Jackknife – This condition occurs when the tractor is at an extreme angle to the trailer – similar to the position of an opening jackknife or pocketknife. The position may be achieved intentionally, as in jackknife parking, or unintentionally, as in a jackknife accident common when slippery conditions are present.

Less-Than-Containerload/Less-Than-Truckload (LCL/LTL) - A container or trailer loaded with cargo from more than one shipper; loads that do not by themselves meet the container load or truckload requirements.

Liftgate - Hydraulic or electric (or both) equipment on the rear of a truck used to lift, load, and unload heavy cargo. The gate assembly is rated by the gross weight it is capable of lifting.

Low Boy - A trailer with a high-capacity rating and a detachable gooseneck, often used for hauling heavy machinery or equipment.

Piggybacking – This term refers to when a trailer and its load – most often tank or container - are loaded on its chassis and often wheels, onto a railcar and transported to rail heads for further intermodal activity. Then it may be offloaded at another location where a truck will haul it to a specified destination.

Predictive maintenance - A maintenance technique assessing material and equipment, understanding critical points of failure or degradation, and estimating reasonable times to perform maintenance to avoid failure.

Leasing Agreement - In the context of trailers, leasing is for terms longer than renting, with terms that fit the longer time duration. Leasing affords use of the trailer without the burden of ownership and provides flexibility to the user if the need diminishes or ends over time, or if the trailer technology becomes obsolete for the user’s needs.

Reefer Trailer - A refrigerated trailer that is commonly used for perishable goods.

Rental Agreement - In the context of trailers, rental agreements are for shorter durations than leases. Renting provides maximum flexibility to meet the needs of the renter. Renting agreements for trailers are better for shorter term needs or seasonal needs, without a continuous need for the trailer over time.

Radio Frequency Identification (RFID) Tags - Physical devices, mounted on a cargo load that uses radio frequency technology with these tags and tag readers that provides an identity of the cargo.

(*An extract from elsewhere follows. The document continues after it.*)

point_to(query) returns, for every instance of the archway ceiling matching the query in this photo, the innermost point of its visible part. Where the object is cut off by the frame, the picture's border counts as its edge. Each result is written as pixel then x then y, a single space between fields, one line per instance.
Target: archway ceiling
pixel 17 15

Safety Audit – This is an event that examines a motor carrier’s operations to provide educational and technical assistance on safety and the operational requirements of the Federal Motor Carrier Safety Regulations (FMCSR) and applicable hazardous material regulations (HMR) and to gather critical safety data. This data is then used to measure the carrier’s safety performance and basic safety management controls.

Semitrailer – A semi-trailer does not have a front axle. It is normally combined with a truck tractor to pull it. This common trailer term most often refers to a combined truck and trailer and uses a “fifth wheel” located on the truck tractor or dolly for turning.

Shipper - The person (customer) whose goods are being moved.

Sliding Tandem – When a tandem (paired) axle suspension may be shifted forward and aft to the rear of a semitrailer so its weight may be distributed between axles. The length between the kingpin at the fifth wheel point at the tandem is thus variable to accommodate a varying cargo load.

Third-party Logistics (3PL) Provider – A 3PL is sometimes part of the supply chain. They support logistics by coordinating the transportation, warehousing, and logistics-related services to buyers or sellers. It is a means of using their specific expertise to manage the supply chain and alleviates the burden from the shipper from coordinating it.

Truckload (TL) – Quantity of freight equals a fully loaded trailer, or at a minimum, the amount required to qualify for a truckload rate. TL at its essence means that a fully loaded trailer transports goods from point A to point B without any additional stops.

Twenty-foot Equivalent Unit (TEU) - The 8-foot by 8-foot by 20-foot intermodal container is used as a basic measure in many statistics and is the standard measure used for containerized cargo.

USDOT Number - An identification number assigned to all interstate commercial carriers regulated by the FMCSA. The number is used to track the safety records associated with a given carrier.